Dengan terobosan teknologi baru, skrining kanker paru juga dapat dibantu dengan kecerdasan buatan, yang melibatkan penggunaan algoritma komputer dan teknik pembelajaran mesin untuk menganalisis data gambar medis, seperti CT scan atau sinar-X dada, atau gambar relevan lainnya.
Algoritma kecerdasan buatan in dapat membantu dalam mendeteksi nodul paru-paru, lesi, atau pola yang mencurigakan yang dapat mengindikasikan keberadaan kanker paru pada populasi berisiko tinggi.
Menurut Elisna, saat ini algoritma kecerdasan buatan dapat dilatih untuk mendeteksi dan menyoroti nodul atau lesi paru-paru dalam gambar meds. Mereka dapat membantu radiologis dalam mengidentifikasi pertumbuhan yang berpotensi kanker pada tahap awal.
"Kunci untuk mengurangi kematian akibat kanker paru di Indonesia adalah deteksi dini, yang memungkinkan para penyedia layanan kesehatan untuk menawarkan perawatan yang paling sesuai untuk pasien. Dengan deteksi lebih awal, ada juga peluang penyembuhan yang lebih besar,” tutur Elisna.

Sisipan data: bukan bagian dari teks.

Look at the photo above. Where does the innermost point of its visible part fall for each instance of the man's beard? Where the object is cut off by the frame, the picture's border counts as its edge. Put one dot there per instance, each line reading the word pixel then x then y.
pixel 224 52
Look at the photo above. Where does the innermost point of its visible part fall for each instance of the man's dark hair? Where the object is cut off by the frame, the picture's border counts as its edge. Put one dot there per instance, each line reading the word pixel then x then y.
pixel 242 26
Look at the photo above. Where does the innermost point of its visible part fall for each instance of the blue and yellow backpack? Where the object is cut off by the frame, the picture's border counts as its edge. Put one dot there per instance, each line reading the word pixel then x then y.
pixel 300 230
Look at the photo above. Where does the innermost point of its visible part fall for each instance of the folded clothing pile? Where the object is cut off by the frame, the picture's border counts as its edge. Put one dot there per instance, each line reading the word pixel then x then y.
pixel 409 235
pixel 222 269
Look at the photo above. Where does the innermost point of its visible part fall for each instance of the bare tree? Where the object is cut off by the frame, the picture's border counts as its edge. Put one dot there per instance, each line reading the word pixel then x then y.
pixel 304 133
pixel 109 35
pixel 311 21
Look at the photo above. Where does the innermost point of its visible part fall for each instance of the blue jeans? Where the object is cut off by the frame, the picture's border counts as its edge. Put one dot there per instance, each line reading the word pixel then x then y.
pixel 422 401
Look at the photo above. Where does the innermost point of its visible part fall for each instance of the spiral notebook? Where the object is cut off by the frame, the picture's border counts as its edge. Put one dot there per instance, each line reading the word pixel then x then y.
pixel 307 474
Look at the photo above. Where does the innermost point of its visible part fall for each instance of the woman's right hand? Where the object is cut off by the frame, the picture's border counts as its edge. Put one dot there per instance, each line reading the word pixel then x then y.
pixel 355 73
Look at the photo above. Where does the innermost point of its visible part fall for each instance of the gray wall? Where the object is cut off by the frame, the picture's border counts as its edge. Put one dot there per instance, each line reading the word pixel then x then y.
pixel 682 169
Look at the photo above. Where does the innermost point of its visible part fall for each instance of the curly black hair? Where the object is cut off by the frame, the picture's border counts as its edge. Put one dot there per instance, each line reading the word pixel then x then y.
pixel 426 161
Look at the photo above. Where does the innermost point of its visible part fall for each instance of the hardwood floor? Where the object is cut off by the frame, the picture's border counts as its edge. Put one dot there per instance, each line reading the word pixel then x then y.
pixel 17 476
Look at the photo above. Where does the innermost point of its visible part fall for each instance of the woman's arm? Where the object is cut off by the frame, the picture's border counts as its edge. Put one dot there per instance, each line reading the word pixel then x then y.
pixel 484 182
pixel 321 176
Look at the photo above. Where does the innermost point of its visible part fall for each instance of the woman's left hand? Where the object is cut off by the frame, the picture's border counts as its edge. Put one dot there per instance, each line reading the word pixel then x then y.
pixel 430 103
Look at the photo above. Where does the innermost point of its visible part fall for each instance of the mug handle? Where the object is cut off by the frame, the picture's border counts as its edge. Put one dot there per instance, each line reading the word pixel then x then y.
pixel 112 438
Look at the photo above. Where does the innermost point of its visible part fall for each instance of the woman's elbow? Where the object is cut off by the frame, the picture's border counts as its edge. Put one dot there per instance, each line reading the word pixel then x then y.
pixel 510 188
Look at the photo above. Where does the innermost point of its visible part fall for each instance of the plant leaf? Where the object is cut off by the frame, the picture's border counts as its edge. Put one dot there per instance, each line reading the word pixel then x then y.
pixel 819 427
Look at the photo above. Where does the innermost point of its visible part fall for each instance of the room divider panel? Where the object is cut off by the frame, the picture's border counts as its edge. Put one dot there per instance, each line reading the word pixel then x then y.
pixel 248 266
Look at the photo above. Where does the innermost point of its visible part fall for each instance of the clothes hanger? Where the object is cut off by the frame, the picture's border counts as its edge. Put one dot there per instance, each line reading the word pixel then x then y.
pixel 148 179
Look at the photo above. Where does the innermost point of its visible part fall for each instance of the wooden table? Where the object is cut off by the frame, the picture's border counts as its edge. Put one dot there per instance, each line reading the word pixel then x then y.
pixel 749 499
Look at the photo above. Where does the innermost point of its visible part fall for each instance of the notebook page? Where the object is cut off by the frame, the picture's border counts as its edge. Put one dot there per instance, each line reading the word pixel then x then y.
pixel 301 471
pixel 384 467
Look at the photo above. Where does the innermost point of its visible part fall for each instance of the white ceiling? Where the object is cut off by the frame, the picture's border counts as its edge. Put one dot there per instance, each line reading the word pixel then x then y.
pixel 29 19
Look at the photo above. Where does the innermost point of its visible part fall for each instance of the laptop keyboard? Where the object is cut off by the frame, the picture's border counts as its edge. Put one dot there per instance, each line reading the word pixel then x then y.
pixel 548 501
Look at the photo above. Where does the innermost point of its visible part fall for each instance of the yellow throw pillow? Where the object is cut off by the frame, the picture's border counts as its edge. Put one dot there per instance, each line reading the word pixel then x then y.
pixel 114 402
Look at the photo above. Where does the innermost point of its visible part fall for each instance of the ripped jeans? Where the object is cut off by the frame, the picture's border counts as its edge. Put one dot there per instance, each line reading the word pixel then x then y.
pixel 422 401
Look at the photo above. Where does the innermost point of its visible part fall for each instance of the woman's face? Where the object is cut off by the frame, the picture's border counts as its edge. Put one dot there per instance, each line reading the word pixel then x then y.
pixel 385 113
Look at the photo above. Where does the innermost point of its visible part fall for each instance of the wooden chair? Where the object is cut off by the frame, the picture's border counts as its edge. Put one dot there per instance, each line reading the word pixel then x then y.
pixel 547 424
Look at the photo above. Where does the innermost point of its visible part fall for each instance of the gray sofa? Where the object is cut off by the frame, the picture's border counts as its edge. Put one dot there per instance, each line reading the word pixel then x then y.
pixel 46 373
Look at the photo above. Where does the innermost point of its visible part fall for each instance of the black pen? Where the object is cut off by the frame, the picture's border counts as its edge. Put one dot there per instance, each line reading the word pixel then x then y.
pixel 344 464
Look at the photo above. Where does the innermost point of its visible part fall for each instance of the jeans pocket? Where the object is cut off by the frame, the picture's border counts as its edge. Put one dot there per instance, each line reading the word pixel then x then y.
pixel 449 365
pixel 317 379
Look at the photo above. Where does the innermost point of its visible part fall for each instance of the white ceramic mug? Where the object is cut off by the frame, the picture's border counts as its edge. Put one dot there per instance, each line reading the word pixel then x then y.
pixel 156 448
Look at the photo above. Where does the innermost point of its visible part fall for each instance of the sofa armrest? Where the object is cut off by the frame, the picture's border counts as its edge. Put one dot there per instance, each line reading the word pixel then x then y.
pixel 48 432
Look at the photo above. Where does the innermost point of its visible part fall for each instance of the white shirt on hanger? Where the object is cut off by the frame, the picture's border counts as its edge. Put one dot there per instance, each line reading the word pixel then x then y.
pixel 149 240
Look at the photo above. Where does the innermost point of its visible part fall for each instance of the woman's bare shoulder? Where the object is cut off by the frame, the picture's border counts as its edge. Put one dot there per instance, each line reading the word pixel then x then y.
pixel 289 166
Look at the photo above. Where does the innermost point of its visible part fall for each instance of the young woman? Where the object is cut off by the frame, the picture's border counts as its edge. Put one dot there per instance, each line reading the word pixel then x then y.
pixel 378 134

“Di Indonesia, sangat penting bahwa skrining LDCT digunakan sebagai alat skrining utama dan sinar-X dada dapat didukung oleh kecerdasan buatan untuk perokok aktif dan perokok pasif berusia 45-75 tahun, dengan riwayat keluarga menderita kanker paru-paru, jika kita ingin segera menyelamatkan lebih banyak nyawa dari kanker paru," tambahnya.
Dalam rangka memperingati Hari Kanker Paru Sedunia 2023, Yayasan Kanker Indonesia, bekerja sama dengan AstraZeneca, Indonesian Association for the Study on Thoracic Oncology (IASTO), dan Perhimpunan Dokter Paru Indonesia (PDPI), meluncurkan 'Konsensus Skrining Kanker Paru Indonesia.' Inisiatif terobosan ini sejalan dengan strategi transformasi pelayanan kesehatan Kementerian Kesehatan, yang berfokus pada promotif dan preventif.
Yayasan Kanker Indonesia mendesak pemerintah untuk mengalokasikan dan dan menerapkan kebijakan kesehatan yang memperkuat akses ke skrining kanker paru, dimulai dari populasi berisiko tinggi berdasarkan hasil dari pengisian Kuesioner Profil Risiko Kanker Paru.